Changes from MATLAB Version

This page documents changes from original MATLAB code.

Exploratory Data Analysis (EDA)

Bug Fixes

  • Only show statistically significant change points for the Pettitt and MKS plots.
  • Fix bug causing the MKS test to only identify one change point, even if multiple change points were found to be above the threshold for statistical significance.
  • Fix major bug causing the MKS test to identify change points based on the progressive series instead of the z-statistics of the crossing points.
  • Remove unnecessary rounding in the moving window algorithm for AMS variability.
  • Re-implement the Phillips-Perron and KPSS tests to account for drift and trend.

Framework Changes

  • If serial correlation is identified, do not run the Phillips-Perron and KPSS tests.
  • Add the the Runs test to detect nonlinearity after fitting Sen's trend estimator.
  • Run change point detection in multiple stages to prevent overpartitioning.

Flood Frequency Analysis (FFA)

Distribution Changes

The generalized Pareto (GPA) distribution has been removed, since its likelihood function is not amenable to maximum likelihood estimation. Issues occur because the GPA distribution is intended for peaks over threshold modelling, which we do not use.
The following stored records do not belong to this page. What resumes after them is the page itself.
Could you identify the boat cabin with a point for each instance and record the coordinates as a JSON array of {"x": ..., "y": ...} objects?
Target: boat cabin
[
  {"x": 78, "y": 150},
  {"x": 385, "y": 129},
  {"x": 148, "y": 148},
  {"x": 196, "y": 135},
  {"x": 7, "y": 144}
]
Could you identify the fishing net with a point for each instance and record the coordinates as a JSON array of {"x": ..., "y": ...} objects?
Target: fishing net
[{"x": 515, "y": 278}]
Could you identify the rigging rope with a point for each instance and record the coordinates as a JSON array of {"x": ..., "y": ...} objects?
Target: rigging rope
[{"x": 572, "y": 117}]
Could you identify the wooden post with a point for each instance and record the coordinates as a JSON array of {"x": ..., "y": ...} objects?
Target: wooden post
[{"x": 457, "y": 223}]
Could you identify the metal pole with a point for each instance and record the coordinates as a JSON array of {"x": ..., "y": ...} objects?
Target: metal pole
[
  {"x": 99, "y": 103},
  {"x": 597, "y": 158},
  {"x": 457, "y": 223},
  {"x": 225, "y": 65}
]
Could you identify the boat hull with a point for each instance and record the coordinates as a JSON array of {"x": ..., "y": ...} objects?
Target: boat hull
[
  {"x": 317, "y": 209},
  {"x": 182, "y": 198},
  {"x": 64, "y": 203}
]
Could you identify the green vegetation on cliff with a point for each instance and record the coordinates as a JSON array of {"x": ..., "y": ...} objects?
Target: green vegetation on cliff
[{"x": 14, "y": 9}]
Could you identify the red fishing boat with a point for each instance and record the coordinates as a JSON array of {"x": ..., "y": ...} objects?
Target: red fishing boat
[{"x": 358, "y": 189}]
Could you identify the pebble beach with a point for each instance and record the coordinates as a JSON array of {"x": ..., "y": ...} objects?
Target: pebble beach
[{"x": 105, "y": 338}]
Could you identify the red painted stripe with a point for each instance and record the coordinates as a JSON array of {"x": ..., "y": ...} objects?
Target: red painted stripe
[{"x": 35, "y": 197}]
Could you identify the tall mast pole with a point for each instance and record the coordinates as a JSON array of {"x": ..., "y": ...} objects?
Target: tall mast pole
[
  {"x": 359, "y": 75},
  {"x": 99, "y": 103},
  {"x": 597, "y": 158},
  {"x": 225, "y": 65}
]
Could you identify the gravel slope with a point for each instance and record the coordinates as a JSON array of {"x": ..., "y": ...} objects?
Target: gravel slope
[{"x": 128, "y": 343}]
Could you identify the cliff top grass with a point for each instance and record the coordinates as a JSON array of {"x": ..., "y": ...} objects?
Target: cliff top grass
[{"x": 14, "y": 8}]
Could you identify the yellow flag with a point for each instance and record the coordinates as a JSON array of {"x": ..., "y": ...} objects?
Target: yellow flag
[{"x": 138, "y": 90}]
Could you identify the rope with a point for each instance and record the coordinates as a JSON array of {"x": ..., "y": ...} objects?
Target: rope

The R version uses the three parameter Weibull distribution (with location, scale, and shape) parameters instead of the two parameter Weibull distribution (with scale and shape parameters). This ensures consistency with the other distributions, which all have location parameters.

Model Selection Changes

The L-distance and L-kurtosis selection methods have been improved by using an optimization algorithm to find the parameters with the closest L-moments to the data instead of using a brute force approach. This is more computationally efficient and gives more precise results.

The procedure for computing the Z-statistic selection metric has been changed. If the L-moments of the dataset do not satisfy \(\tau_{4} \leq (1 + 5\tau _{3}^2)/6\), then the Kappa distribution will not be fitted and the candidate distributions that use the dataset will be omitted.

Parameter Estimation Changes

Parameterization of the PE3/LP3 distributions fails for some datasets because MATLAB is unable to handle the large numbers created by the gamma function. To manage this issue, the MATLAB version used the conventional moments (i.e. sample mean/variance/skewness) when this occurred. We avoid this problem in the R version by using the lgamma (log-gamma) function.

The R implementation uses L-BFGS-B for MLE/GMLE parameter estimation instead of Nelder-Mead, since the gradient is well defined for the likelihood functions we are working with. Additionally, the L-BFGS-B method makes it possible to assign bounds to the variables. This modification produced slight improvements to the MLL/GMLL for some datasets.

Uncertainty Quantification

Implement RFPL uncertainty quantification for the Weibull distribution.

Model Assessment Changes

Use the built-in R function approx() to perform log-linear interpolation of the return periods. The MATLAB implementation uses a hard-coded algorithm which behaves unpredictably when the original and interpolated \(x\)-values are equal.